Thursday, September 27, 2012

Rodda on Barton and Jefferson-Scottish Common Sense

David Barton, in "The Jefferson Lies," claimed Thomas Jefferson was imbibed in Scottish Common Sense philosophy (also known as Scottish Common Sense Enlightenment).  Chris Rodda disagrees.  Interestingly, Garry Wills argued something similar (though Wills said David Hume influenced Jefferson and I doubt Barton would admit the "bad" Hume could influence the "good" Jefferson even if it were true).   The recently departed Ronald Hamowy, who was the preeminent expert on the Scottish Enlightenment, disagreed with Wills in this devastating attack.

At least two very important founders, by the way, were unquestionably strongly influenced by SCSE: John Witherspoon and James Wilson.


Tom Van Dyke said...

Chris Rodda is certainly correct---there's little evidence of the Scottish Common sense Enlightenment in Thomas Jefferson's thought.

That's kind of a duh for anyone who's read Thomas Jefferson and has even the faintest idea of what Scottish Common Sense Enlightenment even is.

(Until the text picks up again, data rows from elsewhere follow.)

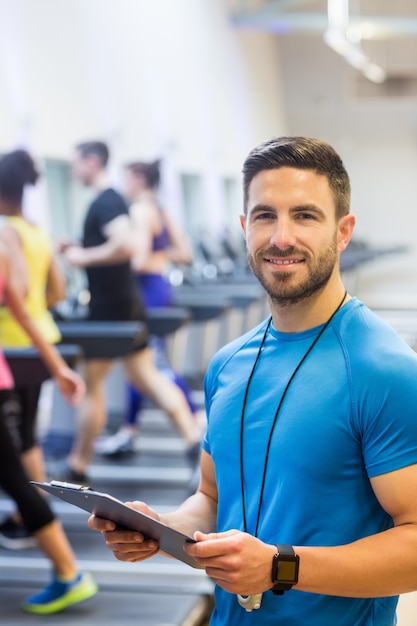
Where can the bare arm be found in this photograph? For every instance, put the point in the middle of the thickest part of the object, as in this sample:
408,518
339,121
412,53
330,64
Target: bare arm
69,382
384,564
56,284
13,247
118,247
142,217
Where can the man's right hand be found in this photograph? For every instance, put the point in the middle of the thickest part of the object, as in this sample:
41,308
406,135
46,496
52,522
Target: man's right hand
126,545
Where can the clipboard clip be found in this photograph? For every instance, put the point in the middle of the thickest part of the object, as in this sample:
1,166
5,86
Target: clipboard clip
65,485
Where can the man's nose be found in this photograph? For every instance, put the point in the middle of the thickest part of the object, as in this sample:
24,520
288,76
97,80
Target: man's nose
283,236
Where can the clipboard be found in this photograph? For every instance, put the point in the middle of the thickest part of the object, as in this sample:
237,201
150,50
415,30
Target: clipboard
104,505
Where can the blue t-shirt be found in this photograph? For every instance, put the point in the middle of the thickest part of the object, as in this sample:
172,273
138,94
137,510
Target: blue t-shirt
350,414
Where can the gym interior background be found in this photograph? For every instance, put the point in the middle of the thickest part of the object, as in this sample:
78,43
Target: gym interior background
199,83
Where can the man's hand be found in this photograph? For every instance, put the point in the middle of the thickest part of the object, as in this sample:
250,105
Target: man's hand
236,561
127,545
75,256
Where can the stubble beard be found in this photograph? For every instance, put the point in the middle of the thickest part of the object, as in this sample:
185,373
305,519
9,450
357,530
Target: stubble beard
282,288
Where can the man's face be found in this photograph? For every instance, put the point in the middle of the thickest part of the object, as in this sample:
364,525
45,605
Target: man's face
292,236
83,168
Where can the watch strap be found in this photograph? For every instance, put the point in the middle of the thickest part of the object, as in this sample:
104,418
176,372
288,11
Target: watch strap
285,565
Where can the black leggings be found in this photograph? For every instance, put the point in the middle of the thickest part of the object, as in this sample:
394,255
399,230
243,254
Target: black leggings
21,415
34,508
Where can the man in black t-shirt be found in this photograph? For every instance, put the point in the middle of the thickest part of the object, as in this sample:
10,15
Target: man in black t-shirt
105,254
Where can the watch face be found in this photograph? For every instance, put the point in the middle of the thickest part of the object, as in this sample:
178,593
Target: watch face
286,571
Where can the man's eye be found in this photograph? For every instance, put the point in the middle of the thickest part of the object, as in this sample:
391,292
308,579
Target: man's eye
264,216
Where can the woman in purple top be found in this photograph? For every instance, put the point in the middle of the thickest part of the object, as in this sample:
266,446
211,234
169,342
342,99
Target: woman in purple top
160,243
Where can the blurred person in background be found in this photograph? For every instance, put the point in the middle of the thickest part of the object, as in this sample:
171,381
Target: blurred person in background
45,284
305,514
105,255
69,586
159,244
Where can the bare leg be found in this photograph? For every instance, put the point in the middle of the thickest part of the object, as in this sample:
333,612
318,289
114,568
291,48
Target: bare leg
92,414
144,375
55,545
33,462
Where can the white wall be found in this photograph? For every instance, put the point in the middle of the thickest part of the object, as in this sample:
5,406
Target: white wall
150,77
377,140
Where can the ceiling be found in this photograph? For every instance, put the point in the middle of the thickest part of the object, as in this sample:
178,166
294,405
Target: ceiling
385,30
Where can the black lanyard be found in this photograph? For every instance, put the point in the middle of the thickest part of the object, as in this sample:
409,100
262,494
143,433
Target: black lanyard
242,419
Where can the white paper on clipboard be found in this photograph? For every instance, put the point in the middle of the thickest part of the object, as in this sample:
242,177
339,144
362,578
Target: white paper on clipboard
104,505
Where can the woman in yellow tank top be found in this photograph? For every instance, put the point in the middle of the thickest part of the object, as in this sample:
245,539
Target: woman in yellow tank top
45,286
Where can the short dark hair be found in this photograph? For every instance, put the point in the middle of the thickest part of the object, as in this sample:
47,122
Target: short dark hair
17,169
150,171
98,148
305,153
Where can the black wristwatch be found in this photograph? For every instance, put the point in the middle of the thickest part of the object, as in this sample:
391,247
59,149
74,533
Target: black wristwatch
284,572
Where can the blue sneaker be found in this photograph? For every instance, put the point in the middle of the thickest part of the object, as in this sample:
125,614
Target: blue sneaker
58,595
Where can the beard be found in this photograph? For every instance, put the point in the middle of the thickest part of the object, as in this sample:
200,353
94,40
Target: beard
282,287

Big duh---Jonathan Rowe is quite right that John Witherspoon and James Wilson, both of whom signed the Declaration of Independence and neither of who were the least bit hostile to "revelation"---in other words Christianity and the Bible---were among the most educated thinkers of the Founding.

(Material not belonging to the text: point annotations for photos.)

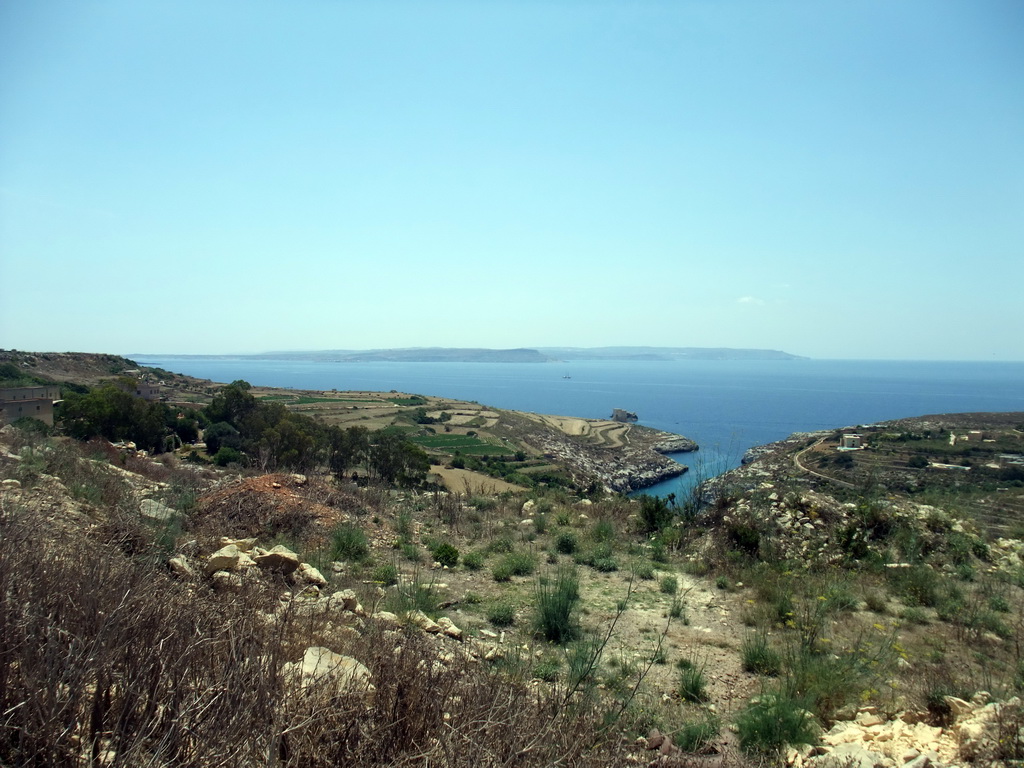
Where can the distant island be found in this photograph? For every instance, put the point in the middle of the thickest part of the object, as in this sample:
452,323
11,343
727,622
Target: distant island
521,354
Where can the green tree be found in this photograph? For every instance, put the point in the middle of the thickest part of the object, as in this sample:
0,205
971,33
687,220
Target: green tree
393,460
346,448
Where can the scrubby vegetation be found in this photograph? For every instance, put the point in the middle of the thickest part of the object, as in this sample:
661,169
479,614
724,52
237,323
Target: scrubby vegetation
542,628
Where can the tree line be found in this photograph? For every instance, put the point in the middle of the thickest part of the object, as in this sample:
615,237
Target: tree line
238,427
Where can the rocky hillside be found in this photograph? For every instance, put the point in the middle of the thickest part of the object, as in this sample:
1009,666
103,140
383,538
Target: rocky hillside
180,614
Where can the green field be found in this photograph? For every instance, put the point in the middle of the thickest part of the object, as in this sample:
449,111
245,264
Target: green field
290,399
463,443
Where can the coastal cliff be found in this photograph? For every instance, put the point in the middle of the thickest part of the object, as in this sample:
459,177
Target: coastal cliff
621,457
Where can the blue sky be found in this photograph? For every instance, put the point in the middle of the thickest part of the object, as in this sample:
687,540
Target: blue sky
835,179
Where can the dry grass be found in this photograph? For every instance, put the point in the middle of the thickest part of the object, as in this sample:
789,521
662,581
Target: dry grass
105,659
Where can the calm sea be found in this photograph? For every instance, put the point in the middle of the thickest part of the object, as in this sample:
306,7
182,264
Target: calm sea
725,406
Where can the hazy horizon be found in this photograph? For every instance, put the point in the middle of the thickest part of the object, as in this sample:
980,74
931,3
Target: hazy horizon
838,181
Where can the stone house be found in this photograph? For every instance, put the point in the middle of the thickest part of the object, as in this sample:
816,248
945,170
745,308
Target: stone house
35,402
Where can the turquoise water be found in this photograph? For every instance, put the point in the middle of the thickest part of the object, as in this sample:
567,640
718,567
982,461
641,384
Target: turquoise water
725,406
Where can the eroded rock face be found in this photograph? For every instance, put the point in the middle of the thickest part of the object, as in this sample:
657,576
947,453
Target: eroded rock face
323,668
155,510
279,558
225,558
976,737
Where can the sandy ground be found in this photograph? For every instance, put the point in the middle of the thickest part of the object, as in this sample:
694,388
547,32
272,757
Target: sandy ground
603,432
466,481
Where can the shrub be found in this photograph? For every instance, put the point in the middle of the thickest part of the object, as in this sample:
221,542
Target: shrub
654,514
225,456
415,595
919,585
603,531
445,554
692,684
520,563
502,613
566,543
913,614
556,600
759,656
547,670
696,735
999,603
772,721
600,558
502,571
678,610
349,543
644,570
503,545
386,574
473,560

That's not to say they were Bible literalists, not at all. As James Wilson, who signed the Declaration and was a major Framer of the Constitution put it:

"The law of nature and the law of revelation are both Divine: they flow, though in different channels, from the same adorable source. It is indeed preposterous to separate them from each other."
---James Wilson, Of the Law of Nature, 1804

Can you imagine if Chris Rodda put her Energizer Bunny energies into finding truth instead of David Barton's errors? Read the discussions here at the American creation blog?

The world would shake, surely.

and now that David Barton has screwed the pooch with his "Jefferson Lies" and even the evangelicals have turned against him, perhaps my buddy Chris will have more time to hang around the American Creation blog and we can benefit from her doggedness in research.

And we'll all learn a thing or two.

[Hi, Chris. I think of you as a friend of the blog, surely not an enemy, and firstly as a person. FTR, I'm not sarcastic here atall. Your doggedness is first-rate. Barton's amateur errors are just fish in a barrel, is all. You've earned a promotion out of the minor leagues.]

Jonathan Rowe said...


Did you read the Hamowy piece?

Joe Winpisinger said...

There was a post a while back about the Scottish influence overall he at AC. I believe it was a book review. Anyway, it stated that the American thought was aligned with the British thought but yet different. The difference was more moralistic from what I remember. Both were very distinct from the French...

So overall I think Barton has a point but picking out Jefferson who was the most French egalitarian leaning of the bunch is just plain foolish..

Joe Winpisinger said...

BTW... Blogger is able to support Facebook comments now. I have it for my sites. Great way to promote any blog because they have to option to share their comment on the Facebook wall. I can do it if you guys want I just need the sign in info... There are about 10 other simple hacks or gadgets that Blogger supports now too that make all the difference in the world...

Tom Van Dyke said...

Thx, Jon, I missed the Ronald Hamowy piece but have read it now. Not only does it comport with my own understanding of Jefferson's shallowness, I'm also NOT a Garry Wills fan and it was good dirty fun to see Hamowy kick Wills to the curb bigtime.

To Joe, I'm not sure there's too much of the French philosophes in Jefferson either. He's really much wider than deep.

The most interesting thing was how often Algernon Sidney turns up in Hamowy's assessment of Jefferson's influence. Along with Montesquieu and Trenchard and Gordon's "Cato's Letters" from the 18th century, it's Locke and Sidney representing the 17th and civil war-era Britain.

And of course, of the Calvinist churchman John Ponet, John Adams wrote he set forth “all the essential principles of liberty, which were afterward dilated on by Sidney and Locke.”

So there. I just set you up to hit one out of the park.